2 San Francisco, CA: 16.6
If this list had been ordered by the actual dollar difference in salaries, then San Francisco would top it. The high earners can see salaries over $353,576; the low earners dip below $21,313. However, both of those salary levels are more than double the relative figures for Miami. The level of $21,313 is higher than the bottom 20th percentile for both the 50 largest cities survey and the US as a whole. Tourism and technology are important factors in San Francisco's economy, but the industries offer wildly different salary expectations. Whilst a tour guide could be offered a starting salary of $18,000, a software engineer will be looking for a starting figure over $60,000 (the median salary for a software engineer in San Francisco is $90,426).
1 Atlanta, GA: 18.8
With an inequality ratio over double the national level, and three times higher than the nearest equivalent big city (Virginia Beach: 6.0), Atlanta is the most unequal big US city to live in. The 443,768 Atlantans have to tackle either a low salary level of just $14,850 or enjoy a high salary level of $279,827. Offices of over a thousand multinational corporations offer well-paid positions and the city is well known for its biotechnological sector.

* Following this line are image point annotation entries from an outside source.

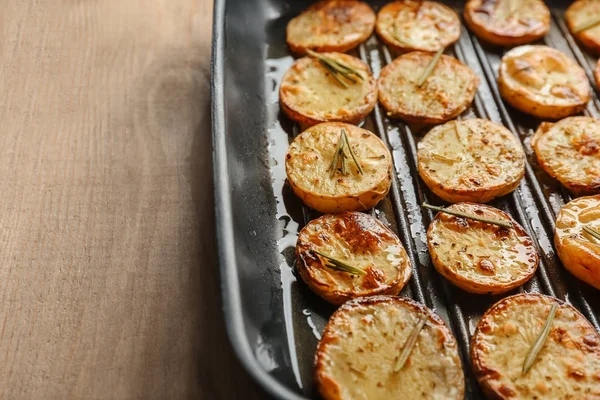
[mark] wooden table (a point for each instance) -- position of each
(108, 275)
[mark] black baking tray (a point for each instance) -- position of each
(273, 320)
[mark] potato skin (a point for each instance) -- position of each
(578, 251)
(367, 244)
(478, 14)
(446, 31)
(309, 95)
(331, 25)
(574, 158)
(402, 98)
(459, 252)
(381, 324)
(525, 67)
(308, 159)
(579, 12)
(499, 173)
(570, 357)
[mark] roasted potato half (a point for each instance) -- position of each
(543, 82)
(567, 366)
(378, 263)
(447, 91)
(331, 25)
(480, 257)
(508, 22)
(569, 151)
(309, 94)
(470, 160)
(579, 15)
(597, 75)
(358, 353)
(417, 25)
(308, 165)
(577, 248)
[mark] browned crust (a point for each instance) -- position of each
(502, 37)
(590, 42)
(394, 8)
(336, 13)
(484, 373)
(597, 74)
(364, 233)
(575, 187)
(448, 113)
(329, 389)
(354, 117)
(459, 223)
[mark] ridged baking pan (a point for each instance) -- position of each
(274, 321)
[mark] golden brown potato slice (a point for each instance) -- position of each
(361, 344)
(543, 82)
(308, 169)
(417, 25)
(331, 25)
(480, 257)
(569, 151)
(580, 14)
(508, 22)
(597, 75)
(360, 241)
(578, 249)
(567, 367)
(446, 93)
(309, 94)
(470, 160)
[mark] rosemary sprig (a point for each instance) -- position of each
(337, 68)
(592, 232)
(587, 24)
(338, 265)
(410, 343)
(342, 152)
(534, 351)
(469, 216)
(430, 67)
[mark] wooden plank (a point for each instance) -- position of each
(108, 275)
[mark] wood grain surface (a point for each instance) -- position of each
(108, 275)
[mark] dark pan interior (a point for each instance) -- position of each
(274, 321)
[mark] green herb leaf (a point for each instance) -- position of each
(534, 351)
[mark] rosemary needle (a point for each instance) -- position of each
(342, 152)
(592, 232)
(587, 25)
(534, 351)
(338, 265)
(410, 343)
(430, 67)
(503, 224)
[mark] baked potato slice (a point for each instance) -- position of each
(580, 14)
(508, 22)
(331, 25)
(309, 94)
(578, 249)
(417, 25)
(379, 264)
(480, 257)
(308, 167)
(567, 367)
(470, 160)
(569, 151)
(446, 93)
(357, 355)
(543, 82)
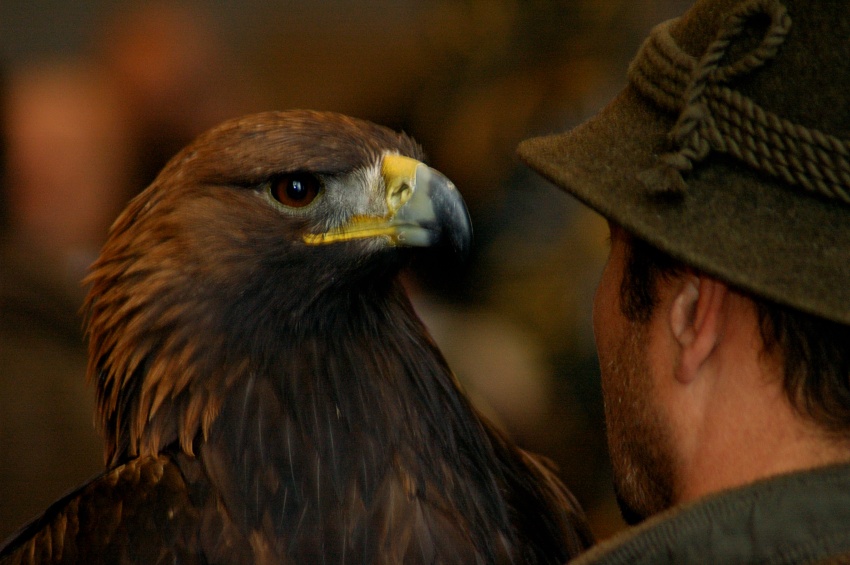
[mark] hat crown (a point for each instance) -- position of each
(739, 114)
(719, 93)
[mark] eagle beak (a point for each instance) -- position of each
(424, 209)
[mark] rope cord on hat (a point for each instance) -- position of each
(714, 117)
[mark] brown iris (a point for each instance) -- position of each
(296, 189)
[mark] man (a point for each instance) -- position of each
(723, 316)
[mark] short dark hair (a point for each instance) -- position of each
(815, 352)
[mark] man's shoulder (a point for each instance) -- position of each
(800, 517)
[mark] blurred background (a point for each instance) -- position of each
(96, 95)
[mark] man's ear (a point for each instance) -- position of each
(695, 321)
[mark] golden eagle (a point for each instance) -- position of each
(266, 391)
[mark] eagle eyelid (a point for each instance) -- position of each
(295, 190)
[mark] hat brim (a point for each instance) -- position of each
(744, 227)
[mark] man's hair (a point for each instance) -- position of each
(815, 352)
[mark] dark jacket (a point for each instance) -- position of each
(795, 518)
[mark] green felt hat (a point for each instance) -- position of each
(730, 148)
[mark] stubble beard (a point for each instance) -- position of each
(639, 438)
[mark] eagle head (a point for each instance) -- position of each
(264, 228)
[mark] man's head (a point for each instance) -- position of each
(724, 170)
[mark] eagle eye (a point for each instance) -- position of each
(295, 190)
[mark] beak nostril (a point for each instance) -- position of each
(398, 195)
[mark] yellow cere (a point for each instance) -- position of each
(399, 174)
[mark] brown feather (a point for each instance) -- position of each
(264, 401)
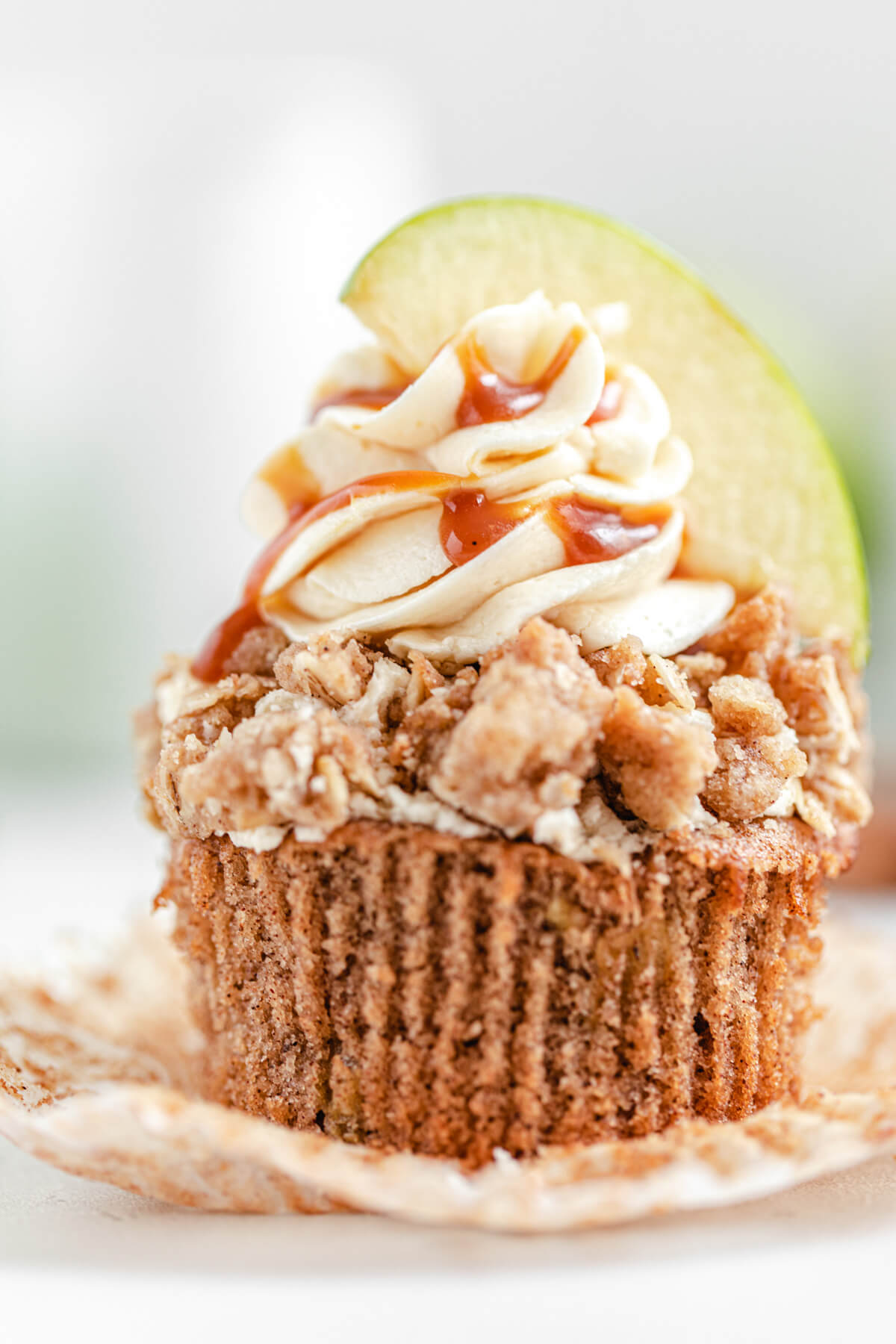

Specialists attract high salaries, but the city and its manufacturers were hit hard during the recession of 2002-03 and the financial crisis of 2007-08. The city's unemployment rates skyrocketed and its housing market suffered from a spectacular collapse. The poverty rate caused by the loss of jobs and the dramatic decrease in real property value has dragged the bottom 20 percent level of salaries lower, thus helping to create the worrying inequality ratio of 18.8.